The cases of two Guantanamo captives charged with conspiring with Al Qaeda to attack civilians, commit murder and destroy property will begin pre-trial hearings on Wednesday.
A scheduled hearing for a third defendant was delayed at the request of his military lawyer, who sought more time to prepare his case.
The tribunals are the first held by the United States since World War II and convened in August 2004, over two-and-a-half years after the first prisoners were brought to the detention camp in Cuba as part of the US war on terrorism.
Defence attorneys sued to halt the tribunals, which they consider fundamentally unfair for numerous reasons.
These include the use of secret evidence that defendants will not be allowed to see and the potential use of evidence obtained through torture.
The chief prosecutor, Air Force Colonel Moe Davis, blamed the delays on the detainees and their lawyers and compared them to movie vampires.
"Remember if you dragged Dracula out into the sunlight he melted. Well that's kind of the way it is trying to drag a detainee into the courtroom," he said.
"The facts are like the sunlight to Dracula. The last thing they want is to face the facts in the courtroom."
Only 10 of the 500 Guantanamo prisoners have been charged with crimes and Wednesday's session will be the fourth round of pre-trial hearings to formally read charges and address issues such as which attorneys will represent the defendants.
None of the cases has gone to trial and prosecutors said none will until after the US Supreme Court rules next summer on whether President George W Bush had authority to create the tribunals to try foreign terrorism suspects after the September 11 attacks.
US judges have halted three of the 10 Guantanamo cases pending the Supreme Court ruling and lawyers for some of the other seven said they might ask for stays.
Legal and human rights monitors visiting Guantanamo called the tribunals, formally known as commissions, an ad hoc system with no underlying law.
They said any charges against the prisoners should be brought in civilian courts or the military courts-martial system, which have long established rules.
Australian citizen David Hicks has been held at Guantanamo Bay since 2002.
The 30-year-old convert to Islam was captured in Afghanistan where he allegedly fought alongside the ruling Taliban against US-led forces who invaded after the terrorist attacks on the United States on September 11, 2001.
He faces charges of conspiracy to commit war crimes, attempted murder by an unprivileged belligerent and aiding the enemy.
Give them a quick fair trial, a last meal and hang them before it can digest.
Like Vampires??? That defames vampires.
The last meal should, naturally, be pork and served by force.
Legal and human rights monitors... said any charges against the prisoners should be brought in civilian courts
Federal Courtrooms?
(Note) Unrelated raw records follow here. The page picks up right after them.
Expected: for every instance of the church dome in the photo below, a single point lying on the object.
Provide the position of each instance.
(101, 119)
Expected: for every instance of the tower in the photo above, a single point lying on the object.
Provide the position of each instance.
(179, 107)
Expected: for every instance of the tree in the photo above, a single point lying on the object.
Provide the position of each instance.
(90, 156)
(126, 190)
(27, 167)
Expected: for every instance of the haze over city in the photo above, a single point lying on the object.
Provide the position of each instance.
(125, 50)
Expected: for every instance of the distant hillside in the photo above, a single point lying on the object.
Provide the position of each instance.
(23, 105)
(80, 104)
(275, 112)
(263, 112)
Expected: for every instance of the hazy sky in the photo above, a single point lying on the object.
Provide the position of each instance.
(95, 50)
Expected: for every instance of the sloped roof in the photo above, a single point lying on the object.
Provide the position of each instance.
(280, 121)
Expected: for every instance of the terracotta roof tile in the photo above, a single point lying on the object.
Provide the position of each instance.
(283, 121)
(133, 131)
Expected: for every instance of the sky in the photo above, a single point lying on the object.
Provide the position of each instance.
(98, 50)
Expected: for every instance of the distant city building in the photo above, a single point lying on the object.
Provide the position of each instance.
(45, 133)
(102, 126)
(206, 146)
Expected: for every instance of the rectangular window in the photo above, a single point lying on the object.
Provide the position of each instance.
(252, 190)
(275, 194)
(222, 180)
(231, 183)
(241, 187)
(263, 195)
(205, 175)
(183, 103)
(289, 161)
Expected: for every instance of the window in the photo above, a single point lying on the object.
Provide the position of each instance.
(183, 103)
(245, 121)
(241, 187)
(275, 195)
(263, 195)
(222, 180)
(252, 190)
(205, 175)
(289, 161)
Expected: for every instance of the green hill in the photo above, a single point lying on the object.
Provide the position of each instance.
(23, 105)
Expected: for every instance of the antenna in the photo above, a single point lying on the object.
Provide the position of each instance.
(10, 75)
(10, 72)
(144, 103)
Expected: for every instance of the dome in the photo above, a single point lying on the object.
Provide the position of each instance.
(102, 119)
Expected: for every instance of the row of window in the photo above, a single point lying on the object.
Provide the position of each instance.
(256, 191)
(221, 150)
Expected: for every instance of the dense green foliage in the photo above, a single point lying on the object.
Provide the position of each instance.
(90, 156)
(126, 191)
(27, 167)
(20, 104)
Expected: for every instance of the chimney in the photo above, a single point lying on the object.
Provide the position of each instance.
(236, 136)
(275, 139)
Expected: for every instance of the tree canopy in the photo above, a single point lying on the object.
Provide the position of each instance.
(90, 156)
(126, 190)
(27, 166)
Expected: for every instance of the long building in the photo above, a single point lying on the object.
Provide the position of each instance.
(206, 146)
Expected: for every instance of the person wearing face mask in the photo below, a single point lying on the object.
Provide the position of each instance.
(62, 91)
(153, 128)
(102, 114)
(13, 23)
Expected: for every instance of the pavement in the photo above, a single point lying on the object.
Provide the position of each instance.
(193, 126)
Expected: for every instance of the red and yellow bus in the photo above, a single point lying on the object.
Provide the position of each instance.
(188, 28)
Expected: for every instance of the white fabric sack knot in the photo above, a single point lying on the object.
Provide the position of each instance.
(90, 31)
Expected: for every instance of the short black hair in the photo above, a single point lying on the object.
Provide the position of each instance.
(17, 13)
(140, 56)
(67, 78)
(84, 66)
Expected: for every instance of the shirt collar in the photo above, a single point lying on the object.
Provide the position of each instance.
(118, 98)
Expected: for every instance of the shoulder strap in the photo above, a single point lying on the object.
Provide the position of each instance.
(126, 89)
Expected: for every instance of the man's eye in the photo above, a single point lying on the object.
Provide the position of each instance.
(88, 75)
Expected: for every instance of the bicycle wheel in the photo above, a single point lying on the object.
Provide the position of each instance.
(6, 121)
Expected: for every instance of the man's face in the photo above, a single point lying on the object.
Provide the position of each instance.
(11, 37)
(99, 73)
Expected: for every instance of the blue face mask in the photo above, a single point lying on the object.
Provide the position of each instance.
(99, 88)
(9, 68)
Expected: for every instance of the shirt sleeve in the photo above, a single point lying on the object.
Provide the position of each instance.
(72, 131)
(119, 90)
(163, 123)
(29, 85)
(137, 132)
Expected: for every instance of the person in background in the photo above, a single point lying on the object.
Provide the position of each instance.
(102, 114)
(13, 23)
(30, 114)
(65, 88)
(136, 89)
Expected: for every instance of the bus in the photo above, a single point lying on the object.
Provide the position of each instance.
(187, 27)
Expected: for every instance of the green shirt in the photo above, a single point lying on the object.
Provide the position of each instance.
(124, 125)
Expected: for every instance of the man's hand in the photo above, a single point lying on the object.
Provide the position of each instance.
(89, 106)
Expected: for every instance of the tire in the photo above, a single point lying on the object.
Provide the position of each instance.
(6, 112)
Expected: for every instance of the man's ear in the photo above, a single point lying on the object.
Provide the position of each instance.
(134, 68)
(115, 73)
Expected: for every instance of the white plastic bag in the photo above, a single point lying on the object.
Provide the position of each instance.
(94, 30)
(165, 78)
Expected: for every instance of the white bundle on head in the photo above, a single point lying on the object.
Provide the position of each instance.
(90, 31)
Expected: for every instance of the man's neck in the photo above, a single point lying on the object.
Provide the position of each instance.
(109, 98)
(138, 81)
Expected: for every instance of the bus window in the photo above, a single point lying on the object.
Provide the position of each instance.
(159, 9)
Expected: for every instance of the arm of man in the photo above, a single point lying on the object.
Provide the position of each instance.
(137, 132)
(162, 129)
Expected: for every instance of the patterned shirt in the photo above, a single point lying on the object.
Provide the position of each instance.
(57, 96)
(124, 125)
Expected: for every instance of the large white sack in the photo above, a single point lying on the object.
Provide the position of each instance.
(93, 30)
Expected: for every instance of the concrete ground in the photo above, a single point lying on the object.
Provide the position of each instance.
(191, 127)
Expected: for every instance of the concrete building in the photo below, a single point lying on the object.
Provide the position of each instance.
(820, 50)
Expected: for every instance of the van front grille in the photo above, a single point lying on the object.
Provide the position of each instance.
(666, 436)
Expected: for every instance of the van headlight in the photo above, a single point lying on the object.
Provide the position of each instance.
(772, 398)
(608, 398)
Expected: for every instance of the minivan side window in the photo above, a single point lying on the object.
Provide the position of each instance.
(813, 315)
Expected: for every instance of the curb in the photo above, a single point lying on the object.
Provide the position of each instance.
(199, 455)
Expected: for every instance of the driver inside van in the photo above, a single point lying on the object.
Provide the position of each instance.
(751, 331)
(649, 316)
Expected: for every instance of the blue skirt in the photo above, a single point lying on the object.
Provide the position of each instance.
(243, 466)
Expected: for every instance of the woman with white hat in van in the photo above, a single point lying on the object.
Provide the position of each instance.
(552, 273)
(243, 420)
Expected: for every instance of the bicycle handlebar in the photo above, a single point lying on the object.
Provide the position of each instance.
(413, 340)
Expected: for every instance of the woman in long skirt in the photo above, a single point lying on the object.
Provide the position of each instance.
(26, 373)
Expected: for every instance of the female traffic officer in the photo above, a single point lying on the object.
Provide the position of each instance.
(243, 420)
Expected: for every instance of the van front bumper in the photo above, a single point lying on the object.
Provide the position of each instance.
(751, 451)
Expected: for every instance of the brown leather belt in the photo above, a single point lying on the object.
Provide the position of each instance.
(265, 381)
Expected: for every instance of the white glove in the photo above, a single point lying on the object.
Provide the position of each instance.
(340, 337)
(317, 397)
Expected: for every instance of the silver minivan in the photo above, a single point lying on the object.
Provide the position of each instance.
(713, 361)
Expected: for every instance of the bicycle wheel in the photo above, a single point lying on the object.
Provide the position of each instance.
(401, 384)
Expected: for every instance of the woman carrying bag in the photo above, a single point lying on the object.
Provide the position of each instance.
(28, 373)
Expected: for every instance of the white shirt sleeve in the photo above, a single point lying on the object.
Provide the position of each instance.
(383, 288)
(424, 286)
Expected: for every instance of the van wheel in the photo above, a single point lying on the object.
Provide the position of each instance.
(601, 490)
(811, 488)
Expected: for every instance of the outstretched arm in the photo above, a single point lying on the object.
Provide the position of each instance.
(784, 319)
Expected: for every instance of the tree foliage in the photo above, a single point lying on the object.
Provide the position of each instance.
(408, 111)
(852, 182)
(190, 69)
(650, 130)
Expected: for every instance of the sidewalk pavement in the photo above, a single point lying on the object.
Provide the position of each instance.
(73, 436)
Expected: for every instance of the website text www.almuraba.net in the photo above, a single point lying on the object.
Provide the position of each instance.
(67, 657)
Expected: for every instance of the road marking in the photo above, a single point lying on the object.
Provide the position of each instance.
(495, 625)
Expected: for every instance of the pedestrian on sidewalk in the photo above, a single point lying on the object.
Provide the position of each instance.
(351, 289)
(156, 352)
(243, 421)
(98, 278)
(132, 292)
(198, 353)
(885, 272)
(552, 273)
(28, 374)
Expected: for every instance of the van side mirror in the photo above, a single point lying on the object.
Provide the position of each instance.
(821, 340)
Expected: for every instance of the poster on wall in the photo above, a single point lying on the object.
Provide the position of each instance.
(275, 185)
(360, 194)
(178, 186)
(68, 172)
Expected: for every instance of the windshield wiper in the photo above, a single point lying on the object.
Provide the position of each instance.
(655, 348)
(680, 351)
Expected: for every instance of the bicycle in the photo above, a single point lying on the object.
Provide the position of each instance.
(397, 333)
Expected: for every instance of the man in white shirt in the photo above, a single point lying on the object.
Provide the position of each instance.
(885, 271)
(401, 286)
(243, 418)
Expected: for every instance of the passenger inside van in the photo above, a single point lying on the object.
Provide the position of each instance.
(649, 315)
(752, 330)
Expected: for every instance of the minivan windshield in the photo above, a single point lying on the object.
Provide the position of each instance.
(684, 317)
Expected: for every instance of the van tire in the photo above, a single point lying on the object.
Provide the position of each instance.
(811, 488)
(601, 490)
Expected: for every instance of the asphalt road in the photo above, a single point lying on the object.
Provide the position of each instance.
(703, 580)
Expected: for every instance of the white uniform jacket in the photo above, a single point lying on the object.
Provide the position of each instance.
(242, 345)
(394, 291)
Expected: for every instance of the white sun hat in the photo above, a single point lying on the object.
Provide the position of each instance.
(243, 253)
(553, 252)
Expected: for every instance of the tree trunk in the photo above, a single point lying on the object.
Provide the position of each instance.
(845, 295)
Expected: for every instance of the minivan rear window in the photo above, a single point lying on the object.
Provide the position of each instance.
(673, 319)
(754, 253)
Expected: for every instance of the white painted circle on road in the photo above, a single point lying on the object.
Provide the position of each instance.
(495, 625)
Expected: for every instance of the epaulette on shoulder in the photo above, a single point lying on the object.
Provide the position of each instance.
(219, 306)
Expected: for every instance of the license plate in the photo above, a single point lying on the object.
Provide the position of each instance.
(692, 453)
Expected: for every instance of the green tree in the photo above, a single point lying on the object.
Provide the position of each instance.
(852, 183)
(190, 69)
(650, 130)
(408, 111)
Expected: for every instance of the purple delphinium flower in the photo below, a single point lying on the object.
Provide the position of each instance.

Criminal Prosecutions? We're crazy if we fold to these terrorist-loving anal compulsives! As Mark Steyn says, we will lose this war if we continue in that vein!
I wonder how long it would have taken us to "prosecute" all those Jap and Nazi POWs? Would we still be tied up in Court, or would we have given up the War in exhaustion after we spent all our military budget on defense lawyers?
Ash wood stake through the heart. Hanging does not work on vampires, and silver bullets are too expensve.
Beheading works as well and the irony would be priceless.